Other deals that could be included in Toy’s count are the Waikoloa Beach Marriott Resort and Spa and the Maile Sky Court, which are changing ownership, according to notifications from the state Department of Labor and Industrial Relations. The Star-Advertiser also published a report from Bloomberg News in March that Lehman Bros. had planned to sell The Residences at Kapalua Bay.
Bratton said more trades are underway.
"I’ve got the Waikiki Beachside Hotel under contract," he said. "There was tremendous interest and we had a very short marketing period. They selected a buyer in 40 days."
Bratton said he also expects to see strong investor interest in the Kauai Lagoons Resort, which he will market through September.

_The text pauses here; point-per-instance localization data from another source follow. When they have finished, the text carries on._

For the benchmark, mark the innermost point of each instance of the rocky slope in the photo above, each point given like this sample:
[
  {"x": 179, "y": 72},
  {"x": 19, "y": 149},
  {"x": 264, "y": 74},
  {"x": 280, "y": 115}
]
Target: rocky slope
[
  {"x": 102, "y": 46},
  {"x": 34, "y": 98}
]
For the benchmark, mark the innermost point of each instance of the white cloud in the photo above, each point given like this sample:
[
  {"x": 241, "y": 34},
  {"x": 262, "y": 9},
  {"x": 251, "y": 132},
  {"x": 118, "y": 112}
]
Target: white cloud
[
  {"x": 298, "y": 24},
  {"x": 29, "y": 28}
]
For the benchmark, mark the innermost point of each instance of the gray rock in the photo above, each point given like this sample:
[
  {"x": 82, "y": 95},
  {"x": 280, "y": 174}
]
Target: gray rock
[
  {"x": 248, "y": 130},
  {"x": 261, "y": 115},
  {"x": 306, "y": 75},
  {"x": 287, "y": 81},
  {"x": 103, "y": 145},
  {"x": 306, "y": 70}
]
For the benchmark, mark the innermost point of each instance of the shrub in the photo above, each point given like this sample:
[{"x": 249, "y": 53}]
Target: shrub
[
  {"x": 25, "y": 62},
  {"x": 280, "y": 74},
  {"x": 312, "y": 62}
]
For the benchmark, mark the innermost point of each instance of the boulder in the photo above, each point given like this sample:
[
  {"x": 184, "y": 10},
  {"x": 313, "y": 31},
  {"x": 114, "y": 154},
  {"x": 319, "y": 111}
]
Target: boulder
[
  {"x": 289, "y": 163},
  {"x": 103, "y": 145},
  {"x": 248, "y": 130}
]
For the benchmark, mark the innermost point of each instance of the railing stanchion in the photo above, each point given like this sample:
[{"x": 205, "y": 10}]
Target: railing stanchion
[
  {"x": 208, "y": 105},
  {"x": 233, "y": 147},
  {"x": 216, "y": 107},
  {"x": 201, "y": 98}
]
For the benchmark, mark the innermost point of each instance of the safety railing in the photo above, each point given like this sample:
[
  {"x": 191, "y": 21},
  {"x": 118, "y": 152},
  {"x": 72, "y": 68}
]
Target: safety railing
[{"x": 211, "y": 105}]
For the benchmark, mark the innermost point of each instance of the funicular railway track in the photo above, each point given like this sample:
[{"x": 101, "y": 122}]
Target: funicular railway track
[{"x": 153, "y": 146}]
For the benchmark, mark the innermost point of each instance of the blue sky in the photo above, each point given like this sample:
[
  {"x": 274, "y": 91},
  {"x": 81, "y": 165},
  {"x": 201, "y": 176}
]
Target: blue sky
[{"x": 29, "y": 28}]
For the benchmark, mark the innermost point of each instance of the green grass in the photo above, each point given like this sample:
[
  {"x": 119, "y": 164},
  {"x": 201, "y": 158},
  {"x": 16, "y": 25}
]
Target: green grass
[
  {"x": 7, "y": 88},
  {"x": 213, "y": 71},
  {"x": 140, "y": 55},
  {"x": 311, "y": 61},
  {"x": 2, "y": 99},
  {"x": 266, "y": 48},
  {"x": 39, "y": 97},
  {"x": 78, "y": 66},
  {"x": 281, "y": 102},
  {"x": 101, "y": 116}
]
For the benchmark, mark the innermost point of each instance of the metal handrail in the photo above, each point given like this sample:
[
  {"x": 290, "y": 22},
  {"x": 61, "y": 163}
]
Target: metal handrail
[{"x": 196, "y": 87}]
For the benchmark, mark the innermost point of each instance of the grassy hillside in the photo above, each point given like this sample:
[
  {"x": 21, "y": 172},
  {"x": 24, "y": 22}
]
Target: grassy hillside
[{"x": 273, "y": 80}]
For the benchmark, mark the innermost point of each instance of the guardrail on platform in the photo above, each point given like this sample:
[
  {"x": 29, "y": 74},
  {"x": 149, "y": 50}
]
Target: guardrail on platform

"Buyers are seeing that they have the ability to increase their incomes very quickly," Bratton said. "For example, Vive Hotel Waikiki just had their grand opening. In that case, the buyers came in and turned it from an older ’70s hotel to a hip, modern place with all new furniture and bedding. By doing that, they raised the rates by 25 percent."
Dan Howery, manager of Vive Hotel Waikiki, said the property opened on Tuesday with an average rate of $169 a night.
The hotel, which was formerly the Continental Surf Hotel, was closed for more than two years while Korean owner Sylvia Lee funded a multimillion-dollar infusion.
"It was a budget hotel, but we’ve transformed it into a boutique hotel in the mid-to-upscale range," Howery said.
Bratton also pointed to the Maile Sky Court and Shoreline Hotel Waikiki as exemplifying this stage of the boom, which is mostly about acquisition, reinvestment and repositioning.
Toy said he anticipates another $1.5 billion in Waikiki reinvestment will be added over the next five years to the $3.5 billion that was spent during the last boom.
Rick Egged, president of the Waikiki Improvement Association, said continued reinvestment in Waikiki will keep the destination competitive and strengthen Hawaii’s economy.
"The reinvestment in Waikiki is what has driven the state’s economy forward," Egged said.
As a result of the Waikiki improvements, Egged said his office is fielding weekly calls about various properties.
"A lot of it is being driven by changes in the Waikiki Special District over the last few years, which have opened up opportunities for investors, especially those that want to develop some of the smaller properties," he said.
Once investors cycle through available properties, Toy said, they’ll look to entitled lands to add new development to places like Turtle Bay, Ko Olina, Princeville Resort and Makena Resort or in community locations like Laie, Kapolei or Koa Ridge, the master-planned community in Central Oahu.
"There are plans and discussions being held by a number of major brands to develop expensive hotels," he said. "If we continue increasing our hotel use, I’d say the tipping point statewide would be about a year or two out. However, it’s probably much closer for Oahu. We’re not quite there yet, but it’s getting close."